AutoMegaKernel IR Specification (`docs/IR_SPEC.md`)

The standalone specification of the AMK megakernel intermediate representation, the "DWG-format" asset AMK owns. It defines the SM-level task-DAG, the counter-synchronization model and its two safety invariants, the buffer/page memory model, the ScheduleConfig search surface, the on-disk JSON format, and the mapping to the on-device ABI in vm/abi.h. The normative Python reference is schedule/ir.py; this document is written so an external team could build a compatible importer, validator, or VM. Where prose and code disagree, schedule/ir.py wins.

Versions: IR_VERSION = "0.2.0" (on-disk format), ABI_VERSION = "0.2" (on-device ABI, mirrors AMK_ABI_VERSION_{MAJOR,MINOR} in vm/abi.h). Minor bumps are additive/compatible; MegakernelProgram.from_dict rejects a major mismatch. The format is dependency-free pure Python + stdlib, you can read, validate, diff, and version a schedule on a laptop with no GPU.

1. Overview & data model

A program is a schedule.ir.MegakernelProgram: a complete, runnable-after-validation megakernel schedule. It is the artifact compile.py emits, the flywheel stores, and the VM loads. Its parts:

Field	Type	Role
`meta`	`dict`	`{model, gpu, regime, dtype, notes…}`, provenance for `results.tsv`.
`target`	`GpuTarget \| None`	the GPU described as data (the retargeting surface).
`buffers`	`list[Buffer]`	every named tensor (weights, activations, KV, IO, consts).
`counters`	`list[Counter]`	synchronization counters (the only cross-task signalling).
`tasks`	`list[Task]`	the DAG nodes; each == one ABI instruction invocation on one SM.
`pages`	`PageAllocation \| None`	physical scratch-slot binding for activations (Layer 2 output).
`config`	`ScheduleConfig \| None`	the Loop-2 search point that produced this lowering.
`ir_version`, `abi_version`	`str`	format/ABI versions.

The task-DAG is the heart: nodes are Tasks, edges are producer→consumer relations induced by counters (MegakernelProgram.dependency_edges()). A forward pass is a DAG; execution is a topological walk of it with monotonic counters. There are no locks and no arbitrary signalling, only counter increments and static-threshold waits.

1.1 Enums (numeric codes are CANONICAL, mirrored in `vm/abi.h`)

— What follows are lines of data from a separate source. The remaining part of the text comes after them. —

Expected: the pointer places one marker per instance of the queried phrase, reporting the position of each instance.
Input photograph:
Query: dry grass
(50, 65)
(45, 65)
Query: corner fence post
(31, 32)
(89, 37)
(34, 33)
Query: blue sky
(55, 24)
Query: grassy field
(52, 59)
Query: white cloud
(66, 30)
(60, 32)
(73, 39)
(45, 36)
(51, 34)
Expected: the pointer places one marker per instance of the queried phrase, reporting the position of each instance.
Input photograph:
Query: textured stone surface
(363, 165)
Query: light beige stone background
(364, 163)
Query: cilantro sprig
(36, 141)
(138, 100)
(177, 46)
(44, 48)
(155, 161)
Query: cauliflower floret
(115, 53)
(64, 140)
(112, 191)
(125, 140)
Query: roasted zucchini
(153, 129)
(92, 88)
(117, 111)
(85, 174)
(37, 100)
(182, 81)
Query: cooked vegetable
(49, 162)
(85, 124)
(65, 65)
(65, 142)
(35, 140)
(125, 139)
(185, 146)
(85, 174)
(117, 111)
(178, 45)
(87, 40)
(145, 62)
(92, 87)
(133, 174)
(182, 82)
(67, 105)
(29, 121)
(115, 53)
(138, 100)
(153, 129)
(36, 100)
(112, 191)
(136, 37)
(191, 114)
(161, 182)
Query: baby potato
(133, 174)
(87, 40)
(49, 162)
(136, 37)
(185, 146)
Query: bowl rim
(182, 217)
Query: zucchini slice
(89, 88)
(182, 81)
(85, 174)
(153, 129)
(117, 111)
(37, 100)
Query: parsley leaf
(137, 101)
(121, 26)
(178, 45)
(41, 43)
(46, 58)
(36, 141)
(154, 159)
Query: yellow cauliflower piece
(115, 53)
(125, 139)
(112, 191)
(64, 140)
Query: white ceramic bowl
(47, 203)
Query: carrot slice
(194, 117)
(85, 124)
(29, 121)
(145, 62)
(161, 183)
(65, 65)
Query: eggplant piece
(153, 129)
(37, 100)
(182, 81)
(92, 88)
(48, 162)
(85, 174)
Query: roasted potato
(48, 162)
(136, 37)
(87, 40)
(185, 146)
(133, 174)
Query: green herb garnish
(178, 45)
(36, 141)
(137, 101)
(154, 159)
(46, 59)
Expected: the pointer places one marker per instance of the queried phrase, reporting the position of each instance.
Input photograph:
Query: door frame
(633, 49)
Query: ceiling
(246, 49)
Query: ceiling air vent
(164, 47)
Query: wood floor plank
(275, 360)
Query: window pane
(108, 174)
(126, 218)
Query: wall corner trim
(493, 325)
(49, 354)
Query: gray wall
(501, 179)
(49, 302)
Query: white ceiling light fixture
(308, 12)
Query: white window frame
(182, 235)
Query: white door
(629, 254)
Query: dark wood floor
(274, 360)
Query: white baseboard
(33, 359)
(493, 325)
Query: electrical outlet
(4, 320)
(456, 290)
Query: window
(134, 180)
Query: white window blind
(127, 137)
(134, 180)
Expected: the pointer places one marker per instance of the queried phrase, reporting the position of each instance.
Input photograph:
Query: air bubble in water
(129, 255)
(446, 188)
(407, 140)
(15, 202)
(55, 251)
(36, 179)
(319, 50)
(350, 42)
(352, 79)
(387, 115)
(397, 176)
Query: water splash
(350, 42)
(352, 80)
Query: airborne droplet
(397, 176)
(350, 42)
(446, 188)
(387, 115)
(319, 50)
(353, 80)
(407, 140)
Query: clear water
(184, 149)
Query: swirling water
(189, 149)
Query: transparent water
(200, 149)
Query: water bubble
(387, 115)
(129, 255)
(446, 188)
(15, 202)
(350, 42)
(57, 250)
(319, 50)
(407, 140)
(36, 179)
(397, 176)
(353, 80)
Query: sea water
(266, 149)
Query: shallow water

DType (schedule.ir.DType): F32=0, F16=1, BF16=2, F8E4M3=3, F8E5M2=4, I32=5, I8=6, I4=7 (packed 4-bit, two per byte), U8=8, BOOL=9. .bits / .nbytes(count) give sizes (ceil for sub-byte packed types).
MemSpace (schedule.ir.MemSpace): HBM=0 (weights/KV/IO), GLOBAL_SCRATCH=1 (large activations), SMEM=2 (hot activations, the megakernel win), REGISTER=3 (lowering hint).
BufferKind (schedule.ir.BufferKind): WEIGHT=0, ACTIVATION=1, KV_CACHE=2, IO_INPUT=3, IO_OUTPUT=4, CONST=5. The read-only kinds (WEIGHT, CONST, IO_INPUT, i.e. _READONLY_KINDS) never require a producer edge to read.
InstructionKind (the opcodes, §7): NOP=0 … ATTENTION_COMBINE=18. Extend by appending; never renumber.

1.2 `Buffer`

Buffer(id, name, kind: BufferKind, dtype: DType, shape: tuple[int,...],
       space: MemSpace = HBM, source: str | None = None)

source is the dotted state-dict key for WEIGHT/CONST buffers (else None). Derived: numel, nbytes, contiguous_strides() (row-major element strides → amk_buffer_t.stride). Rank (len(shape)) MUST be <= ABI_MAX_RANK (4).

1.3 `Task` (a DAG node == one ABI instruction)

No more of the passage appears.